Why wouldn't AGI's utility function change over time like with humans?

An agent generally wants to keep valuing whatever it already values, a motive sometimes called "goal-content integrity". The reason is simple: if the agent keeps valuing it, there will be more of it. This point is often illustrated with the example of Gandhi considering whether to take a murder pill. If he takes the pill, he'll start valuing murder, causing him to murder people. But by his current values, murder is a terrible consequence, so he refuses the pill.

This logic makes preserving the utility function an "instrumentally convergent" goal, valuable as a step toward a wide range of terminal goals.[1]

Despite this, the values of humans do change over time. How come? Human motivations are complex and not well described as coherent maximization of any utility function, which makes it hard to give a definite answer. Here are some of the effects that are at play:

  • Our ability to control our own "source code" is limited. Even when we want to stabilize our values, we don't always succeed: consider an idealistic young person who goes into politics hoping to keep caring about helping people, but then is corrupted into caring only about power.

  • Even where we have control, we may not have understanding. We may worry that, if we try to articulate our values and stabilize ourselves toward caring about them, we'll overlook some crucial part and optimize it away.

  • We have a concept of moral progress: we may see ourselves as constructing our values, or think of our current values as a provisional guess at our "true" values. While we value the integrity of the process as a whole, and would want to stabilize our values against changes that result from, say, cosmic rays, we're often okay with changes that result from reflection.

  • We may change our values to more prosocial ones, because we're trying to cooperate with others and our motivations are partly transparent to them.

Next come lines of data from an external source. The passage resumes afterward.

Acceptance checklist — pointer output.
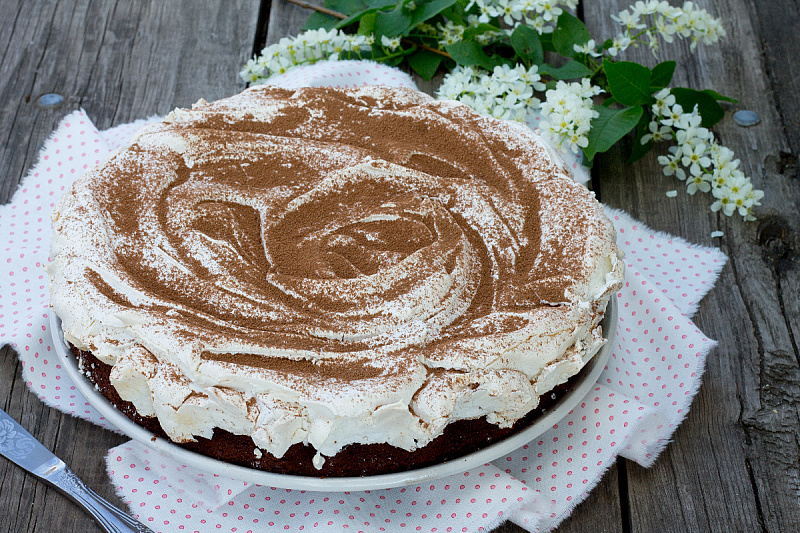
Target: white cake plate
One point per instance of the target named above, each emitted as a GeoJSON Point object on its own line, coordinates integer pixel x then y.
{"type": "Point", "coordinates": [579, 388]}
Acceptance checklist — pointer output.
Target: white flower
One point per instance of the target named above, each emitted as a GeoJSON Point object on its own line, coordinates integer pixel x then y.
{"type": "Point", "coordinates": [390, 43]}
{"type": "Point", "coordinates": [657, 134]}
{"type": "Point", "coordinates": [588, 48]}
{"type": "Point", "coordinates": [695, 158]}
{"type": "Point", "coordinates": [672, 166]}
{"type": "Point", "coordinates": [305, 49]}
{"type": "Point", "coordinates": [620, 43]}
{"type": "Point", "coordinates": [567, 114]}
{"type": "Point", "coordinates": [698, 183]}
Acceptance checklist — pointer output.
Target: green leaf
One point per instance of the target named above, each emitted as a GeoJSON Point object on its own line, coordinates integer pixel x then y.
{"type": "Point", "coordinates": [480, 29]}
{"type": "Point", "coordinates": [391, 23]}
{"type": "Point", "coordinates": [547, 42]}
{"type": "Point", "coordinates": [709, 109]}
{"type": "Point", "coordinates": [468, 53]}
{"type": "Point", "coordinates": [569, 31]}
{"type": "Point", "coordinates": [526, 43]}
{"type": "Point", "coordinates": [372, 13]}
{"type": "Point", "coordinates": [661, 75]}
{"type": "Point", "coordinates": [400, 21]}
{"type": "Point", "coordinates": [320, 20]}
{"type": "Point", "coordinates": [456, 13]}
{"type": "Point", "coordinates": [628, 82]}
{"type": "Point", "coordinates": [571, 70]}
{"type": "Point", "coordinates": [716, 96]}
{"type": "Point", "coordinates": [611, 126]}
{"type": "Point", "coordinates": [367, 24]}
{"type": "Point", "coordinates": [638, 150]}
{"type": "Point", "coordinates": [427, 9]}
{"type": "Point", "coordinates": [425, 63]}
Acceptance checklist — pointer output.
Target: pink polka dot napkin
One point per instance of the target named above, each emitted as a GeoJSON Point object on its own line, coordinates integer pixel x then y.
{"type": "Point", "coordinates": [643, 394]}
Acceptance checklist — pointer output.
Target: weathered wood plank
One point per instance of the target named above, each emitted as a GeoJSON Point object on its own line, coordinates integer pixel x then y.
{"type": "Point", "coordinates": [732, 466]}
{"type": "Point", "coordinates": [120, 61]}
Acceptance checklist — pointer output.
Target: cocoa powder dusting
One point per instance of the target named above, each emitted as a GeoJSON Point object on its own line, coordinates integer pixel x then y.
{"type": "Point", "coordinates": [252, 217]}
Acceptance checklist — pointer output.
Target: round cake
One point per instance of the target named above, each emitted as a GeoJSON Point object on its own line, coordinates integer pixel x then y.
{"type": "Point", "coordinates": [310, 275]}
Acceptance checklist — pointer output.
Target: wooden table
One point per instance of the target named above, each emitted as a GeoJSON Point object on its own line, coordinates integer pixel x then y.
{"type": "Point", "coordinates": [734, 464]}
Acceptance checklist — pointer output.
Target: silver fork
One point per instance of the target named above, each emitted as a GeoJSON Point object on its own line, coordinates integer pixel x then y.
{"type": "Point", "coordinates": [21, 448]}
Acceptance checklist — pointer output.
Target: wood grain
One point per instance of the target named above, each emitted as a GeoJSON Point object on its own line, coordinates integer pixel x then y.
{"type": "Point", "coordinates": [733, 464]}
{"type": "Point", "coordinates": [120, 61]}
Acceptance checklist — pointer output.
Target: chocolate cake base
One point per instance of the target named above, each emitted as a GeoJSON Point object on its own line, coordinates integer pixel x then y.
{"type": "Point", "coordinates": [355, 460]}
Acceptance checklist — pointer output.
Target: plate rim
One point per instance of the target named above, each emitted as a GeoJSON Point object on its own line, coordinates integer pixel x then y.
{"type": "Point", "coordinates": [337, 484]}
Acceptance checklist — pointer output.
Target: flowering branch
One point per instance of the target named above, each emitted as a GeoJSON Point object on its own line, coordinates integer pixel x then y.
{"type": "Point", "coordinates": [493, 52]}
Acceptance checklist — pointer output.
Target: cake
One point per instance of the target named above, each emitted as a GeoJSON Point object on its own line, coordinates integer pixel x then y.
{"type": "Point", "coordinates": [317, 277]}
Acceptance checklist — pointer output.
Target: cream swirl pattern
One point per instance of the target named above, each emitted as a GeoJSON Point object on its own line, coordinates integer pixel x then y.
{"type": "Point", "coordinates": [328, 266]}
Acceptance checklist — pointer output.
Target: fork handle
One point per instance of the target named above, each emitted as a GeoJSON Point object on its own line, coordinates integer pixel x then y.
{"type": "Point", "coordinates": [106, 515]}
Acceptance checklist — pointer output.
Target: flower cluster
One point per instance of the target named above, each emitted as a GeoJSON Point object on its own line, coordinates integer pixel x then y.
{"type": "Point", "coordinates": [711, 167]}
{"type": "Point", "coordinates": [647, 21]}
{"type": "Point", "coordinates": [505, 93]}
{"type": "Point", "coordinates": [305, 49]}
{"type": "Point", "coordinates": [567, 113]}
{"type": "Point", "coordinates": [538, 14]}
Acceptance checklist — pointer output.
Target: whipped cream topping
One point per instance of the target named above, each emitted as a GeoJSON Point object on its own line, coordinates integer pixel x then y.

Analogous effects can apply to AI systems, which may also come out of a training process without fully coherent goals:

  • If an AGI is under development, and its human coders change its values, it may have no choice in the matter (although it might try to resist that change).

  • Even with full access to its source code, it might realize it doesn't understand the consequences of stabilizing itself. (Maybe it understands some of the difficulty of the alignment problem.)

  • Some AGIs may be programmed with indirect normativity.

  • AGIs may change their utility function as part of a deal with other agents who can read their source code.

Whether agents would see reasons to self-modify toward a fixed utility function in the longer run, as these individual issues were resolved, is a matter of disagreement among the authors of this answer. But in a mature self-modifying superintelligence, the "goal content integrity" argument above at least means its goals won't predictably drift to ones strongly contrary to its current goals.



  1. See section 3 of this paper by Omohundro ↩︎